Just after being nursed she may want some
more. Sometimes all she wants is your company.
Baby 'hungers' for attention and stimulation,
apart from food. If baby refuses food, then
she may be saying 'I want you to be with
me'. Whether you are breast-feeding or bottle-feeding,
cuddle your baby close; your baby thrives
on this.
Cry of discontentment:
When tired or moody, your baby may cry in
a mild or fussy way. The longer you ignore
the fussing, the louder the cries become.

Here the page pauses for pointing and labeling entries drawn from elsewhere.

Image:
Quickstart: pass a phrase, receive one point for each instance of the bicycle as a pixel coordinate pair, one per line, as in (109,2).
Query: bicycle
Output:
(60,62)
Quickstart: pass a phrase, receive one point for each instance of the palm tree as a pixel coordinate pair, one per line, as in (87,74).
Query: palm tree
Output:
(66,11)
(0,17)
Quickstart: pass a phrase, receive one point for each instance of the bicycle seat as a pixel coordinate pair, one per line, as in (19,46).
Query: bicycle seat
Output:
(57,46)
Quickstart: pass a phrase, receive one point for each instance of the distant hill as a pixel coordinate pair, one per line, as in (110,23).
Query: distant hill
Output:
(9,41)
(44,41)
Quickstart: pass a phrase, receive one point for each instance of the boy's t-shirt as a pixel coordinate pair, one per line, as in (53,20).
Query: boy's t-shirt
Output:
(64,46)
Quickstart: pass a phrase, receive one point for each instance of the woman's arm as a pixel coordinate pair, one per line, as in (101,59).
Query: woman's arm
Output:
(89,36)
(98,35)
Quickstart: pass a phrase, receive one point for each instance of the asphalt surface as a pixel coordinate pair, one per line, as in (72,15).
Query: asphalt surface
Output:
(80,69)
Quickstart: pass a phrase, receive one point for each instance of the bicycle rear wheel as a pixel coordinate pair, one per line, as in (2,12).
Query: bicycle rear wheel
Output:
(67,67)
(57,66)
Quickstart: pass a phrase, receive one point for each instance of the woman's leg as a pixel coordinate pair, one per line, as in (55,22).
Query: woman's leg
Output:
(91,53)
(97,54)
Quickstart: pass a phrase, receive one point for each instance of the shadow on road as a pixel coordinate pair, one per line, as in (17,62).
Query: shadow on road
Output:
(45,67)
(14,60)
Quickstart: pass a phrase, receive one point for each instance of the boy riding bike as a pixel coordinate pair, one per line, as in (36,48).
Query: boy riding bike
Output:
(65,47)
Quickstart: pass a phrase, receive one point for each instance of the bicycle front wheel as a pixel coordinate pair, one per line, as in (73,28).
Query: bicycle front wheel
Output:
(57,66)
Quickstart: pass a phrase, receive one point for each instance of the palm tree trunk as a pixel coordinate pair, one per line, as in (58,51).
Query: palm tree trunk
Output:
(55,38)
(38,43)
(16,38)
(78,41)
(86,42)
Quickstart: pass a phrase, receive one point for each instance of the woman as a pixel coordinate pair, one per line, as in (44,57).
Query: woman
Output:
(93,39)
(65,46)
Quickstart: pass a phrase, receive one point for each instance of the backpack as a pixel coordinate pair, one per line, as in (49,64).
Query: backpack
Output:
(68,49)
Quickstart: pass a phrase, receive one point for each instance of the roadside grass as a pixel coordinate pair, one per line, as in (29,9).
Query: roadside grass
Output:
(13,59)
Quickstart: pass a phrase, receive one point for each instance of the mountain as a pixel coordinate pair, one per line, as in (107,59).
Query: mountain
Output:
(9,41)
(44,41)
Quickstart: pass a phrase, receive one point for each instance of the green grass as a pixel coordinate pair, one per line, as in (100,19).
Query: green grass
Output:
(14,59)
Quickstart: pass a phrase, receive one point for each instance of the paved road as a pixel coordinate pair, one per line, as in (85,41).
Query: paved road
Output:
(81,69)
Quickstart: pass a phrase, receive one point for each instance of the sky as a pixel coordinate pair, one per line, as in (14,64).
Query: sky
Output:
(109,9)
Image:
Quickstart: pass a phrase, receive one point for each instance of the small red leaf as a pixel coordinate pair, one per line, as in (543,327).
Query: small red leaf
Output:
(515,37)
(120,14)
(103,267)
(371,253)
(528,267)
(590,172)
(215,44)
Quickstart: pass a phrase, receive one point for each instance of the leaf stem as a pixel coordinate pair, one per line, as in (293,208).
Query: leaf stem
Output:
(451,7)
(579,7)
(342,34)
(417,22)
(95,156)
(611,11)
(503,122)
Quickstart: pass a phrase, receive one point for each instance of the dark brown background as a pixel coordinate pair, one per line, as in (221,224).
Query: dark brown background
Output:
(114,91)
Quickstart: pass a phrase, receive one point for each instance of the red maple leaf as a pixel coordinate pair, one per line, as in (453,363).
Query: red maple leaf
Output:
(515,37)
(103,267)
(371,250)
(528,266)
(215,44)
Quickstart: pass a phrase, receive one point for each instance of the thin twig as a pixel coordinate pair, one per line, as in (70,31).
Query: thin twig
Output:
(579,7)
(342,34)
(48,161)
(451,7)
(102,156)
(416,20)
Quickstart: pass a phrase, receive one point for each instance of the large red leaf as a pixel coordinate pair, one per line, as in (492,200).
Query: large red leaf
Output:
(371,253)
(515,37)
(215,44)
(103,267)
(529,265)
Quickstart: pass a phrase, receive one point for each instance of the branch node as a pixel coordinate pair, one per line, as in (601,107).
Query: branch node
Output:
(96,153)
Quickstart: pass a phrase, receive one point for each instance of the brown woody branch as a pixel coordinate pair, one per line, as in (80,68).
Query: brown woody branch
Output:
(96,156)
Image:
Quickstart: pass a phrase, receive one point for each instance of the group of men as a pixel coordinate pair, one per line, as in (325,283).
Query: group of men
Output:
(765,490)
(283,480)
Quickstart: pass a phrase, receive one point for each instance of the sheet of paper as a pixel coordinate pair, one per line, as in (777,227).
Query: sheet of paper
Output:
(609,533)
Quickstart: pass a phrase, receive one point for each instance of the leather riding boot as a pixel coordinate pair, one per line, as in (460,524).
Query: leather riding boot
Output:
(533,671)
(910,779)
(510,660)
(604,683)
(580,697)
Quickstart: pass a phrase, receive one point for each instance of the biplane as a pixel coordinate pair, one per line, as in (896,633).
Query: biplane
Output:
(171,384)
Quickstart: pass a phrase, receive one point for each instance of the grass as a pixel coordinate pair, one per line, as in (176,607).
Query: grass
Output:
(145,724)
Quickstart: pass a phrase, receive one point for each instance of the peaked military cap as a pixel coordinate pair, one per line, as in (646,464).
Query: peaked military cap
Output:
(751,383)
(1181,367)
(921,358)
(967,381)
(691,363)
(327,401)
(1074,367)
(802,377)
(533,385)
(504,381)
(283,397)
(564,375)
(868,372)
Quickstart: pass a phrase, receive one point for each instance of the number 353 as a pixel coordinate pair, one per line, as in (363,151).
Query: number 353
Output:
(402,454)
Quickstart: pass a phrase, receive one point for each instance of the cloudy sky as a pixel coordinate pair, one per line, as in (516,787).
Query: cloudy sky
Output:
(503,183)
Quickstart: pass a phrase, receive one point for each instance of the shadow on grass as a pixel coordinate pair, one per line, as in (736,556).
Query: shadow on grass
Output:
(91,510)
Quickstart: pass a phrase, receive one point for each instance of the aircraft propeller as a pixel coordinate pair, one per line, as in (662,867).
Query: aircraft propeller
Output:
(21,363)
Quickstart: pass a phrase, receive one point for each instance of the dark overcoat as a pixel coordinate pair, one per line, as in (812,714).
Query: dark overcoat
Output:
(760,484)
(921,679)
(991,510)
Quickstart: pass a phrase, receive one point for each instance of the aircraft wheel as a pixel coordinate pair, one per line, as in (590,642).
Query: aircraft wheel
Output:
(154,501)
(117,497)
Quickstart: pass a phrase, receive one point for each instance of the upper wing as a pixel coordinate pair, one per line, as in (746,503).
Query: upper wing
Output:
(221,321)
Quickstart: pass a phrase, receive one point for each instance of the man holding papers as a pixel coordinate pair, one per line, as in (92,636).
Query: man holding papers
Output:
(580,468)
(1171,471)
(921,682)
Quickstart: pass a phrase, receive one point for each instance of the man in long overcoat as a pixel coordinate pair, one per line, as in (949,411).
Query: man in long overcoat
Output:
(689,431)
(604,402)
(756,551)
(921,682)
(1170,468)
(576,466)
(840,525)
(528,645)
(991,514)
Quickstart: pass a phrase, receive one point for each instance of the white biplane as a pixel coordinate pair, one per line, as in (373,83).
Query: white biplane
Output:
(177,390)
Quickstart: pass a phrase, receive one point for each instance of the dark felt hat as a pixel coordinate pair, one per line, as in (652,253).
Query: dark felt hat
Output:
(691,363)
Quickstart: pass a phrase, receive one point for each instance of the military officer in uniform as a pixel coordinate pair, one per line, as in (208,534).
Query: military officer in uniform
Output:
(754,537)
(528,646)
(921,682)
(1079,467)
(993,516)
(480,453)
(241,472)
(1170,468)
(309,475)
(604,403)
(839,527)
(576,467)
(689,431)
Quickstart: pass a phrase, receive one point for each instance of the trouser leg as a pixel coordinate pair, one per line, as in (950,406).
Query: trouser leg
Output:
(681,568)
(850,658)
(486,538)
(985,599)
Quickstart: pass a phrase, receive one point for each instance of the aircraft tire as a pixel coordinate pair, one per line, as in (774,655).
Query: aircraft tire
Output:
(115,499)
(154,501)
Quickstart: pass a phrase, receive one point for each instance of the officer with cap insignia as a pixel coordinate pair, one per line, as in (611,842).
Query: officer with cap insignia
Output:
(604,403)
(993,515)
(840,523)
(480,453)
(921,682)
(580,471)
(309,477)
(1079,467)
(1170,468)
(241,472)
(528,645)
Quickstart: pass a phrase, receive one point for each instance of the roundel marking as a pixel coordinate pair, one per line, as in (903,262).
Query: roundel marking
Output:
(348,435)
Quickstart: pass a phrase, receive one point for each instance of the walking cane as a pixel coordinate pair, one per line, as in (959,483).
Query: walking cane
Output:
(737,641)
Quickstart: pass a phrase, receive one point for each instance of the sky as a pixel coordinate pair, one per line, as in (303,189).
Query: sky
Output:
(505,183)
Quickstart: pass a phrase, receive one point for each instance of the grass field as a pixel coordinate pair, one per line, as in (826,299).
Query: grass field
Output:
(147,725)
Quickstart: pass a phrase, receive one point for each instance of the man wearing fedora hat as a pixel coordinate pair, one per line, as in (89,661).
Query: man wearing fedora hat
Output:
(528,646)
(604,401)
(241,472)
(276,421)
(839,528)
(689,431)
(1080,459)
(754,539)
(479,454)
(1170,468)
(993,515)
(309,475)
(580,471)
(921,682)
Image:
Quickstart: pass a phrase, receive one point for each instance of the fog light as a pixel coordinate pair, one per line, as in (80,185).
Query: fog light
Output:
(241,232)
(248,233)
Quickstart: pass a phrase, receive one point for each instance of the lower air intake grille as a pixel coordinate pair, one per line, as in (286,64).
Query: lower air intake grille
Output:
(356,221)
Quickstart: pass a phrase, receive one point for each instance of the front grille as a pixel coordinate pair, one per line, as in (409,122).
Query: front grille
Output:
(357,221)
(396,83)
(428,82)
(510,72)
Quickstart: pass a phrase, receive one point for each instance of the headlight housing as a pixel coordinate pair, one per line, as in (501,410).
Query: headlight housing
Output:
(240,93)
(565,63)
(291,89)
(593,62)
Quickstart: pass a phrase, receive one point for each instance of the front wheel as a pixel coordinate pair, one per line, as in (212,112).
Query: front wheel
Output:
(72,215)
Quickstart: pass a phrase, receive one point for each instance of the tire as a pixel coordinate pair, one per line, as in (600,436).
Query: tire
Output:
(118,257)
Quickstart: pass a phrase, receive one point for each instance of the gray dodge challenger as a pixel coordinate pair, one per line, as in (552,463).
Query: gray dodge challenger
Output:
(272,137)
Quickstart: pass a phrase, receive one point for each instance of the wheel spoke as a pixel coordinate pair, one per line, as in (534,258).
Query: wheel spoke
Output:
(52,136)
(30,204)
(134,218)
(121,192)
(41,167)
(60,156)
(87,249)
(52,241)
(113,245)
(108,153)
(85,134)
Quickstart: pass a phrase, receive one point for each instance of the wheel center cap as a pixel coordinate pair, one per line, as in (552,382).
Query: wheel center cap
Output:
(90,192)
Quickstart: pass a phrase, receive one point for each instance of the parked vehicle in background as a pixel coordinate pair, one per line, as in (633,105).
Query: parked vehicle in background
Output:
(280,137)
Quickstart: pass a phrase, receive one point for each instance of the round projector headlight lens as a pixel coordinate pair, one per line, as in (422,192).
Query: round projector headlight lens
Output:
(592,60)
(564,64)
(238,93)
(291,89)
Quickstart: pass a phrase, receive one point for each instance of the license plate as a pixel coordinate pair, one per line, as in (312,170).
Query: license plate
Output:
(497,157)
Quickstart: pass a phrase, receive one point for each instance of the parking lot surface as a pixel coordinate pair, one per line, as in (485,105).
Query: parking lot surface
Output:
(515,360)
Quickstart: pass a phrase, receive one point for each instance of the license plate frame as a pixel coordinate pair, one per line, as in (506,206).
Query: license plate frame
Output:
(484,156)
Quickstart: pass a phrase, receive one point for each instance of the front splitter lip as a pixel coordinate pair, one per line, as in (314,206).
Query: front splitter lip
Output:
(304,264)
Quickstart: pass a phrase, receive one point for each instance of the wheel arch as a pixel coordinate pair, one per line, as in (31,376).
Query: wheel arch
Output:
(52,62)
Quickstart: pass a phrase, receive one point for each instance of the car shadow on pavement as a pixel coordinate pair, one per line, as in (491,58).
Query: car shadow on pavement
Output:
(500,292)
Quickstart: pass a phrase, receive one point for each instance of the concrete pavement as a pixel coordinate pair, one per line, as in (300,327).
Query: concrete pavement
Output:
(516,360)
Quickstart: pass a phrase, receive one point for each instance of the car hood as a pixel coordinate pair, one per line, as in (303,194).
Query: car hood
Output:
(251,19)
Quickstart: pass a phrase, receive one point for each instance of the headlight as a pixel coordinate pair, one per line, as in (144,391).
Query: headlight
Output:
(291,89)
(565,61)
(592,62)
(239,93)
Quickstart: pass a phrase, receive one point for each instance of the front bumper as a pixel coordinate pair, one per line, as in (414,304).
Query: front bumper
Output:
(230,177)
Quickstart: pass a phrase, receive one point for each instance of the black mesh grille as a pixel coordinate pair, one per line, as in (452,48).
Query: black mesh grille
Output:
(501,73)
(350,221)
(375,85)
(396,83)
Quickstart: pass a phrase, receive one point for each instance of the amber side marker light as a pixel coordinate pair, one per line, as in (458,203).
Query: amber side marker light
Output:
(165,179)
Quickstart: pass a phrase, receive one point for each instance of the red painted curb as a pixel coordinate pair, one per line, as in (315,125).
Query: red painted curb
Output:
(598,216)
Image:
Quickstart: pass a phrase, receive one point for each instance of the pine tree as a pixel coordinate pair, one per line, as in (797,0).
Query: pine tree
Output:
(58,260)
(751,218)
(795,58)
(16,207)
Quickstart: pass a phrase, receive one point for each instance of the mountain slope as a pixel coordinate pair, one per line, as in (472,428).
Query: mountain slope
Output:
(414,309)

It sounds even more forceful than the hunger
cry. Babies also cry when expressing discomfort,
anger and other physical or emotional distress.
The quality of cry will help you determine
what is ailing your baby but you should
also check for other signs such as what
is happening to her and around her. For
example if she repeatedly draws her legs
up and straightens them, she is conveying
that her tummy hurts. Burping may help.
She may also cry in response to some sound
in her environment. For example, another
baby's squalling can cause her to follow
suit.
Babies this age are too young to understand
intention and consequence but will understand
that you can be relied on. You are not going
to create a brat if your baby receives immediate
attention each time he cries. On the same
token you should not feel pressured to answer
every cry pronto. Sometimes it is just not
possible because of an insistent doorbell
or food you left on the hot stove or you
are plain fatigued to offer comfort to your
baby. There is no harm done if you keep
such delays to a minimum.
Some measures to
help calm your crying infant.
• Make sure she is not hungry, wet,
cold, hot or hurt.
• Hold her close in your arms and
look into her eyes. Gently rock her.
• Talk to her in a quiet voice; assure
her she is safe with you.
• Gently touch her. Hold her till
her crying ebbs.
Try these if none
of those worked.
• Take shower with baby. The sound
of running water has a soothing effect.
• Put her in swing, crank it up and
let it go.
• Go for a walk with baby in an infant
sling or stroller.
• Massage your baby.
If baby is inconsolable despite your efforts,
schedule a visit to the doctor to rule out
possible ear infection or strep throat.